Tutorials and Examples for the SimilaritySearch.jl package

Here you will find several examples for the SimilaritySearch.jl package.

Installation

You need a Julia installation https://julialang.org/downloads/, in particular, we recommend to use Julia \(v1.10\) since \(v1.11\) has several performance regressions with respect to SimilaritySearch.

We present our examples just to copy and paste on the REPL but also provide some in Jupyter and Pluto notebooks; you must install IJulia and Pluto packages, just run the following commands in the REPL

using Pkg; Pkg.add(["IJulia", "Pluto"])

Please check their documentation:

This website was made with Quarto with the Julia engine.

Notes about multithreading

Nearest neighbor search can be computationally expensive, therefore SimilaritySearch has multithreading support.

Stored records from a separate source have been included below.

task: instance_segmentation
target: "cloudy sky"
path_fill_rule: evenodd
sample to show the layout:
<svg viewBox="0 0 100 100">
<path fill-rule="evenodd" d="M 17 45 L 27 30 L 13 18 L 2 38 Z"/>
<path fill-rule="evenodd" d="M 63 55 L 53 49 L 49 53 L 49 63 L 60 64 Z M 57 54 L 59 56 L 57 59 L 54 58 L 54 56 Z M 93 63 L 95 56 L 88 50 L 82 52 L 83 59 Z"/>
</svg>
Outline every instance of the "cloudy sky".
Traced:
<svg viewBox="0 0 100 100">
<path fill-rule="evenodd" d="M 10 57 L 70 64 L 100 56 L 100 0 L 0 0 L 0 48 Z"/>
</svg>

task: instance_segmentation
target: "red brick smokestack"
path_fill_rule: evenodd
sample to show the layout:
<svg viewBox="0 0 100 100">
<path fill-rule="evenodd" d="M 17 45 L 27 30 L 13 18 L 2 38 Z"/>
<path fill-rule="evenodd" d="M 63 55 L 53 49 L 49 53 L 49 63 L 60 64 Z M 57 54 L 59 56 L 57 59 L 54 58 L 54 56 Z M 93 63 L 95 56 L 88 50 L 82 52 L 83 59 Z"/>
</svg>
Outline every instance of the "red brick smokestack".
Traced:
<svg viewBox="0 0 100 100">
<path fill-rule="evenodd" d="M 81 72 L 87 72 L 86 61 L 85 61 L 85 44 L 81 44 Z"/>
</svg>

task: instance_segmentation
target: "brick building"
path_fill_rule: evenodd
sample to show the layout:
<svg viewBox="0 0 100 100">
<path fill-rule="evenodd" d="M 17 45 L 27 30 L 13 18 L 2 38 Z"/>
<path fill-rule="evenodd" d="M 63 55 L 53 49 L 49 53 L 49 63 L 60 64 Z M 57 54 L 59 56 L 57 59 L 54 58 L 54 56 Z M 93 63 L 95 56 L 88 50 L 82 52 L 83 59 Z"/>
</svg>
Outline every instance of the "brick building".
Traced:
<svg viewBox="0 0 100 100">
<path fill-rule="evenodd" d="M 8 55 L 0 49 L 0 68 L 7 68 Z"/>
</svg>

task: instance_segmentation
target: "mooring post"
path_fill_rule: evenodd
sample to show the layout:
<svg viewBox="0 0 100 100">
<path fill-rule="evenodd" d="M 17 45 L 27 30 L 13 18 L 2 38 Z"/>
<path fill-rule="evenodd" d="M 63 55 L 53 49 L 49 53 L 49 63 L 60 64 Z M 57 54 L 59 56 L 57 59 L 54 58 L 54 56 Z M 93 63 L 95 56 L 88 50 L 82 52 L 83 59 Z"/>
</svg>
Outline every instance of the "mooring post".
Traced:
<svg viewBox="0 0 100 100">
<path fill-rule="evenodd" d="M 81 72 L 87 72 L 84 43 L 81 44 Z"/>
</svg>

You should want to run jupyter or julia using all available threads, that is

JULIA_NUM_THREADS=auto jupyter-lab .

JULIA_NUM_THREADS=auto julia

Perhaps all your threads may become your computer useless for a while, so you can replace auto by some other more conservative number that allow you to work on the same computer.

News

march 20th, 2025: the site is behind the SimilaritySearch API; I will be working on updating examples and moving the site to Quarto.
june 5th, 2023: adds news section, some installation requirements, Jupyter notebookes were updated to work with the v0.10 and with the current julia release v1.9. I also moved most plots to Makie.

Problem statement

Given a finite dataset, \(S \subseteq U\) where \(n = |S|\), and a metric distance function \(d\) working with any pair of elements in \(U\), the similarity search problem consists on retrieving similar items to a given query \(q\), for example, the \(k\) most similar items to \(q\) in \(S\) (\(k\) nearest neighbors).

At first glance, the problem is simple since it can be solved using an exhaustive evaluation of all possible results \(d(u_1, q), \cdots, d(u_n, q)\) (that is, for all \(u_i \in S\)) and select those \(k\) items \(\{u_i\}\) having the least distance to \(q\). This solution is impractical when \(n\) is large or when the number of expected queries is high. In these cases, it is necessary to create a data structure that preprocess the dataset and reduce the cost of solving queries, it is often called a metric index. When the dataset is pretty large or the metric space is quite complex, sometimes we can loose the ability of retrieving the exact solution to gain speed, clearly, the approximation quality becomes a major concern and these approximate methods require a lot of knowledge to trade speed retrieval process also kept high the solution’s quality. Additionally, the amount of memory used by the index and the construction time are also concerns whenever \(n\) is big.

The SearchGraph index in the SimilaritySearch.jl package is a competitive alternative for solving search queries that automatically tune search speed and quality and also remains very competitive in memory and construction costs. Here we show some demostrations of how using SimilaritySearch.jl in several synthetic and real problems.